As a matter of fact, many banks are already using facial recognition to improve transaction security, especially when opening class-ii bank accounts, transferring large amounts of money and withdrawing cash.
Strengthening supervision
“The essence of fintech lies in finance, hence supervision needs to be strengthened,” Yin Yong, Vice Mayor of Beijing, said at the 3rd China Internet Finance Forum 2019, held on December 17, 2019 in Beijing.
Speaking of supervision, Yin said that the use of flexible management methods should be explored, for example, through making information and products publicly available to create an inclusive and prudent supervisory tool based on legal compliance and protection of consumer rights.
This tool is the so-called “regulatory sandbox” which was recently launched in its Chinese version. On December 5, 2019, the Chinese central bank took the initiative to implement a fintech innovation supervision pilot project in Beijing. It was followed, starting from the end of 2019, by the approval of pilot projects related to the application and supervision of fintech in 10 provinces and cities in the country, namely Beijing, Shanghai, Jiangsu, Zhejiang, Fujian, Shandong, Guangdong, Chongqing, Sichuan and Shaanxi. The development of Chinese fintech has therefore entered an era of supervision.
According to Li Wei, Director of the Science and Technology Department at the People’s Bank of China, it is important for this “regulatory sandbox” to comply with China’s national conditions. An important feature of the “regulatory sandbox” is that it helps control risks in certain important areas. Among other things, the pilot projects include a risk compensation mechanism.
On January 14, the first six pilot applications were released to the public. This first batch consists mainly of products to be used in the field of finance, including the Internet of Things, artificial intelligence, Big Data and other relevant technologies. The aim is to alleviate financing difficulties of small and micro businesses, to improve the convenience of financial services and to broaden financial service channels.
“The objective of the sandbox pilot project is to offer certain policy exemptions to innovation projects in a strict regulatory environment, to alleviate concerns about innovation in the field of fintech. At the same time, through advanced institutional arrangements, the legitimate rights and interests of consumers of financial services can be protected to achieve a dynamic balance between financial innovation, legal compliance and consumer protection,” said Xue Hongyan, Assistant to the Dean of the Suning Financial Institute, an affiliate of the leading Chinese commercial enterprise, Suning Holdings Group.

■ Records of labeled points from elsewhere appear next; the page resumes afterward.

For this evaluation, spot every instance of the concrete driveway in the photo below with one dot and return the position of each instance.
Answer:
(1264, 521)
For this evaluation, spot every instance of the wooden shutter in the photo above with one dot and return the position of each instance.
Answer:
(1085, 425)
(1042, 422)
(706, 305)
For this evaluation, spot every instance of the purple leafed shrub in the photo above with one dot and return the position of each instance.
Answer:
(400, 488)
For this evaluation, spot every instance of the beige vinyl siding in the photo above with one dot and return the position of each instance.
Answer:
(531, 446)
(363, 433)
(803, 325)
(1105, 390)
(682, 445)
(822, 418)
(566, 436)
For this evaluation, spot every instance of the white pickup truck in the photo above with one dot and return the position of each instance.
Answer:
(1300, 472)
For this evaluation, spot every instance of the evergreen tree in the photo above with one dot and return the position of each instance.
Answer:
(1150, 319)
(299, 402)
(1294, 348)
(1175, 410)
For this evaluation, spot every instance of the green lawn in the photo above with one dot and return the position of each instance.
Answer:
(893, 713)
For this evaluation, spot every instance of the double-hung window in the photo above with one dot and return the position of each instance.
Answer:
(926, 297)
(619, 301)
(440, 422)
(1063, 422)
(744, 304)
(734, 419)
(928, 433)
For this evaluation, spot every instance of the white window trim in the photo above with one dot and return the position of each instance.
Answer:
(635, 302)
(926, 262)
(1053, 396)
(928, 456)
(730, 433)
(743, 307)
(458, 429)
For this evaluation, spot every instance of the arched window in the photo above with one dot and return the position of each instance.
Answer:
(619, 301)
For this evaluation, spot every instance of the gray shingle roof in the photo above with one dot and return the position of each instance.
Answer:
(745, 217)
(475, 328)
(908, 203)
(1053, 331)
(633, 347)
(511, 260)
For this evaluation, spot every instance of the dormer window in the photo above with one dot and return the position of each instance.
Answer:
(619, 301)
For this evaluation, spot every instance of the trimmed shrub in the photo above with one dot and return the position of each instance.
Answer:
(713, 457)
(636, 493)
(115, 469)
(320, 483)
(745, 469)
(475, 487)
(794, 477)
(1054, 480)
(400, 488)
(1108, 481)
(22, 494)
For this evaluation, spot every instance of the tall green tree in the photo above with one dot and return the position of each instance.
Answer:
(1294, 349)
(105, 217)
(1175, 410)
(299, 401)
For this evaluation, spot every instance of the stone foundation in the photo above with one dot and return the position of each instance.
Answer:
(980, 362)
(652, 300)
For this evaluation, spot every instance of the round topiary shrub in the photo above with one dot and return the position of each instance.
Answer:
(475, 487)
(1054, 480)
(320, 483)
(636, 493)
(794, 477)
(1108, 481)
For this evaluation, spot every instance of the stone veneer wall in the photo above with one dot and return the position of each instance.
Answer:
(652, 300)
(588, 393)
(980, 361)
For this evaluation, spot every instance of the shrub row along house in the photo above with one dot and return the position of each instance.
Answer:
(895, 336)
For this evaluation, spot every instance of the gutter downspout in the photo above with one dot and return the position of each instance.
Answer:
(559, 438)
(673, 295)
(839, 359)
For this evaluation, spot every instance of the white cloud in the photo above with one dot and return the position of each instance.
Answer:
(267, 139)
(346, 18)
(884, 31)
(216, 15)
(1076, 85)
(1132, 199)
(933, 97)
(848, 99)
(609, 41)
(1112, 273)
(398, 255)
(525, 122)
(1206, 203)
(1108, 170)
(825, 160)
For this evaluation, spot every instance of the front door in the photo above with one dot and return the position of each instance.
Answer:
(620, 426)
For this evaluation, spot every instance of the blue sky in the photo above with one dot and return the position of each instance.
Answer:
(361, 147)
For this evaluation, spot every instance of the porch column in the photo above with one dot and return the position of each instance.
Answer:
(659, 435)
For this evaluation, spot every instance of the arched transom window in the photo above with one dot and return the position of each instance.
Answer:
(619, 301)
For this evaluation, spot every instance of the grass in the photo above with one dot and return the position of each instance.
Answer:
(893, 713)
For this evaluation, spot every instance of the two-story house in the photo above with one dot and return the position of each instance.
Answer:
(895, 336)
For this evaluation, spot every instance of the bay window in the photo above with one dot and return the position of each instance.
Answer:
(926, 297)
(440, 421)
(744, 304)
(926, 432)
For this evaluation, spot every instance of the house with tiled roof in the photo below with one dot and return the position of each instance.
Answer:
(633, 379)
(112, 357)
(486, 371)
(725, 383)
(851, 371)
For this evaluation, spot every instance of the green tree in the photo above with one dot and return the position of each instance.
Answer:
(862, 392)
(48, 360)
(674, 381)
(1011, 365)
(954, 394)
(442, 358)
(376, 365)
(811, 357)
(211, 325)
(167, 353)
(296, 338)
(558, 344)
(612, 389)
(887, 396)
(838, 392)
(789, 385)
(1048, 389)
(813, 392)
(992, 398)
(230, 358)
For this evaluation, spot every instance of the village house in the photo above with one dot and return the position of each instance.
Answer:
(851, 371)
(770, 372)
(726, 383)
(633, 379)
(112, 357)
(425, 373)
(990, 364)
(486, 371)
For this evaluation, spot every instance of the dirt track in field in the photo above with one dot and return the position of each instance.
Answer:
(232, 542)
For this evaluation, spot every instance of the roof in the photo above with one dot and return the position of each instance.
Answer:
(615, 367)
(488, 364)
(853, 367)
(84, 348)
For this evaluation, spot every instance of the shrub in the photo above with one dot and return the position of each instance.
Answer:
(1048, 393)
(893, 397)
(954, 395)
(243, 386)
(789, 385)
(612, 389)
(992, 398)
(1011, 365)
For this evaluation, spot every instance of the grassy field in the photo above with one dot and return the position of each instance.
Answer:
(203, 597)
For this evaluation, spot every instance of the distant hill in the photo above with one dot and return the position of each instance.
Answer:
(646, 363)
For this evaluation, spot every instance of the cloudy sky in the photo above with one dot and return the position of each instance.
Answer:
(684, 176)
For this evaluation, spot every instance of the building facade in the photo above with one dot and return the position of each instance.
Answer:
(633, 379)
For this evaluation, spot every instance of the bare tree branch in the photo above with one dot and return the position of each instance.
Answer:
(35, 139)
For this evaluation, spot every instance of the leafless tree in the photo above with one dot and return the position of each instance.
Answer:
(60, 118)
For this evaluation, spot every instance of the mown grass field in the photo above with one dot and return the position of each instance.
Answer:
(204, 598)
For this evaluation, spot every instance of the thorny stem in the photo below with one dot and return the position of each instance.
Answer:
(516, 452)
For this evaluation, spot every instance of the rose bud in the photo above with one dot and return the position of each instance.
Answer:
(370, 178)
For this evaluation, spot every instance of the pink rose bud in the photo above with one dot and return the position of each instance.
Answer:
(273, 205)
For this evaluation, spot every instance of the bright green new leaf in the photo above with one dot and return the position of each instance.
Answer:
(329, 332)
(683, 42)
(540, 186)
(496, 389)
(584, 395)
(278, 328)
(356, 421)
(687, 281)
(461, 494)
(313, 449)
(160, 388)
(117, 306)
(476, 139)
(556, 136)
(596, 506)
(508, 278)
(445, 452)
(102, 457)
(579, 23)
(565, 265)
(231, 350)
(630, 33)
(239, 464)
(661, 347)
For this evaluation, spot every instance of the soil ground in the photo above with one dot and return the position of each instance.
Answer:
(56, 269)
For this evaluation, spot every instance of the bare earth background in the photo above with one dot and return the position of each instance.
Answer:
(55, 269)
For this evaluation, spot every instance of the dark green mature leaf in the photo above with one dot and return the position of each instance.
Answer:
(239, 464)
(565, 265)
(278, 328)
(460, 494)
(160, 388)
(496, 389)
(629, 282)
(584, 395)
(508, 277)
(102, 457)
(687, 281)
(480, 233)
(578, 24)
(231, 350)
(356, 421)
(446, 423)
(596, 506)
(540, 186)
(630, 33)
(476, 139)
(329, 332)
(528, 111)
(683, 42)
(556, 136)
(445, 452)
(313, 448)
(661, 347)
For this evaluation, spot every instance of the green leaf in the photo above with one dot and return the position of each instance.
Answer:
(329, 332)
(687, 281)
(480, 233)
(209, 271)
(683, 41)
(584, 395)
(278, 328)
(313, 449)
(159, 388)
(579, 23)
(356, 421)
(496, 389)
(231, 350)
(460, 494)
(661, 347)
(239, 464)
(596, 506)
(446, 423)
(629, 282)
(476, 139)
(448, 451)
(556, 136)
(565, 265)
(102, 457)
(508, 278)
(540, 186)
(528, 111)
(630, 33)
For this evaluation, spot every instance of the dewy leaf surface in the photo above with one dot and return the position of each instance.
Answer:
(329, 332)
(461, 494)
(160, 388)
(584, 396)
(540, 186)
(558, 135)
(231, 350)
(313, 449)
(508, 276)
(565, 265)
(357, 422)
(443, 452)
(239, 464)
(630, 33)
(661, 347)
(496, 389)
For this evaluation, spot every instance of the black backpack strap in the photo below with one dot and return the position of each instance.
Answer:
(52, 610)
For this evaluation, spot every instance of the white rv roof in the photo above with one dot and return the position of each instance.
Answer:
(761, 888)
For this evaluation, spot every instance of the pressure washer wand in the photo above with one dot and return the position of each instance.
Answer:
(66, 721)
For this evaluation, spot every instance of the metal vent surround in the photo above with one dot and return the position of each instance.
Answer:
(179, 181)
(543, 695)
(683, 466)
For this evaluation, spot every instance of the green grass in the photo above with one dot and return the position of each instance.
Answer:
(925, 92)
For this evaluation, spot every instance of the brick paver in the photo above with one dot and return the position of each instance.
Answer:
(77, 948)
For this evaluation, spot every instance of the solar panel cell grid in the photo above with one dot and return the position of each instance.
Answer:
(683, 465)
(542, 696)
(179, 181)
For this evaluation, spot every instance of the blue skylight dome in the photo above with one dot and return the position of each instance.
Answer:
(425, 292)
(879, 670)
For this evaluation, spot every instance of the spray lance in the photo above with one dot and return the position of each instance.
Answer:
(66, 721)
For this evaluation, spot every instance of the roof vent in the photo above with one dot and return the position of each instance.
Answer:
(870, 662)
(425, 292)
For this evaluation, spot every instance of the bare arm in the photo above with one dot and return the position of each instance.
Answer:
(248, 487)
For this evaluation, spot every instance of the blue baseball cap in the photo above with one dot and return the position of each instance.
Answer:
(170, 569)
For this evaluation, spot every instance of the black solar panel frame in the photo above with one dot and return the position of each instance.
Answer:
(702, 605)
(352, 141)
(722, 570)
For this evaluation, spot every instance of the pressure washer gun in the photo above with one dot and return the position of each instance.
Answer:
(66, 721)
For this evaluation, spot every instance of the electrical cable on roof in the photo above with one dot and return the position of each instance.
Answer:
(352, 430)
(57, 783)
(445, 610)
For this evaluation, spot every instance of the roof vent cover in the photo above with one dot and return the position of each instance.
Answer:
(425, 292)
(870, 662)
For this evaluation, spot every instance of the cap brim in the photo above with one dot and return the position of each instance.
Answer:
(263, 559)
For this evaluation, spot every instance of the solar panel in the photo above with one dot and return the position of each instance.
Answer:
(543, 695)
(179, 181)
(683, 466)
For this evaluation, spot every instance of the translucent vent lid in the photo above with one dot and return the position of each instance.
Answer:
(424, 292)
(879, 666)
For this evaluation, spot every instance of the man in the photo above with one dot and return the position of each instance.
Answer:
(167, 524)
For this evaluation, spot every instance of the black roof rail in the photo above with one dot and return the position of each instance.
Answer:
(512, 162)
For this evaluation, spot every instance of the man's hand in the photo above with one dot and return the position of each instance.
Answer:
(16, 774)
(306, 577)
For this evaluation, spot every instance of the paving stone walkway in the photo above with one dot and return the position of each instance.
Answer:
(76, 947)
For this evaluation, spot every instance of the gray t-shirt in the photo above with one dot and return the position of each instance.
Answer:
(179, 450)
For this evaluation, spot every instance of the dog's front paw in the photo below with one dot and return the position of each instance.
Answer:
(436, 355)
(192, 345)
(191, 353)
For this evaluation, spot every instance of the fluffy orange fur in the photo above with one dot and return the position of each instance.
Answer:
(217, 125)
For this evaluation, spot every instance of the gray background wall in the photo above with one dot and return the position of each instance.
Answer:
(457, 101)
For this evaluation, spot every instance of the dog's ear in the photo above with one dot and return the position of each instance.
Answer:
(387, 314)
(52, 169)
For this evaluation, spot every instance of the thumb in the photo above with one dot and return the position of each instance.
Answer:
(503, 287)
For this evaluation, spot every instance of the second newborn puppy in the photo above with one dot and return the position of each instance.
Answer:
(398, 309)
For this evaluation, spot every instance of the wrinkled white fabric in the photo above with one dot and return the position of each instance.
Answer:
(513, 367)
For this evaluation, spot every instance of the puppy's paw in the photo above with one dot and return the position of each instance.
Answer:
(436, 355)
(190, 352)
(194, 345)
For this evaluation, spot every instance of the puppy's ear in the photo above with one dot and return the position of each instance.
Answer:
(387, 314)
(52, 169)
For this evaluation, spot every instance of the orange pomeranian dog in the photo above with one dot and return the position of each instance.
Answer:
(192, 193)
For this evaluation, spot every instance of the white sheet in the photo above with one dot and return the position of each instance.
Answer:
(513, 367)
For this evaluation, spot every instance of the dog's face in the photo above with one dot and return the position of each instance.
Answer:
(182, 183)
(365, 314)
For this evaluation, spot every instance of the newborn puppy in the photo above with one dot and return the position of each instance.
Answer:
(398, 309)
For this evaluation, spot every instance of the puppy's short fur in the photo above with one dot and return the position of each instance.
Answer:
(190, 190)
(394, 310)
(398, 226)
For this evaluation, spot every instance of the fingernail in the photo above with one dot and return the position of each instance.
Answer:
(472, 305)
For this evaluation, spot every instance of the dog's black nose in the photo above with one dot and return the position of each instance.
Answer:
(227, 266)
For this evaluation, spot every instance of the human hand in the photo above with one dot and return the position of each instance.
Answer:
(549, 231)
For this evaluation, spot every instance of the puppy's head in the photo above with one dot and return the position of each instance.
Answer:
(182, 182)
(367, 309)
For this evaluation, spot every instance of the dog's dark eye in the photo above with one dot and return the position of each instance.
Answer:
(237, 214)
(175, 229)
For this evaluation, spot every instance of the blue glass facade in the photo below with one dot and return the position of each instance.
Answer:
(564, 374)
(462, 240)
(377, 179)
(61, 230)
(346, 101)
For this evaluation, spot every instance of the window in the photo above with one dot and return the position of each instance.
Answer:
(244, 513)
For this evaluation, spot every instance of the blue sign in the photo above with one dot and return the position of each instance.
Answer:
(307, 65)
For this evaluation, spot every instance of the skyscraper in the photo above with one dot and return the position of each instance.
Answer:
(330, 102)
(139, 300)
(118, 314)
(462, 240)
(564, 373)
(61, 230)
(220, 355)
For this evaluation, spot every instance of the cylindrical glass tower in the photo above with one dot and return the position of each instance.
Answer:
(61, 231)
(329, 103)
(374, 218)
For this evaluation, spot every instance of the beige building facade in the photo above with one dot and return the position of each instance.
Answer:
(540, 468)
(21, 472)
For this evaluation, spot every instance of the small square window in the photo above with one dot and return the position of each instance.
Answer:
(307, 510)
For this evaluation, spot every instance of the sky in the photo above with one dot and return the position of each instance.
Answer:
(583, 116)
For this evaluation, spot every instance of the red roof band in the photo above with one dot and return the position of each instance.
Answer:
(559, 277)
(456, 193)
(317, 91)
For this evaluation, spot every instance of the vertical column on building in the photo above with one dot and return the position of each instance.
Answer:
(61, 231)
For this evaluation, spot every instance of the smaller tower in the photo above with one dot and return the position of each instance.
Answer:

While introducing the Beijing pilot project, Huo Xuewen, head of the Beijing Municipal
Bureau of Financial Work, said that in the past, many innovations exceeded regulatory limits or constraints, which resulted in increased risks. In other words, the “regulatory sandbox” provides a secure space for fintech innovation.
Che Ning, Deputy Secretary General of the Beijing Internet Law Association, said it was particularly important to fine-tune the “regulatory sandbox,” stressing that this process should be coordinated with the promotion of the law. In the future, there is a need to promote self-discipline within the organizations concerned and improve existing legislation at both the central and local levels. This will turn the “sandbox” into a real supervision tool, he said. CA
Sandbox tests are expected to have a clear objective (e.g., reducing costs to consumers) and to be conducted on a small scale. Businesses will test their innovation for limited duration with a limited number of customers.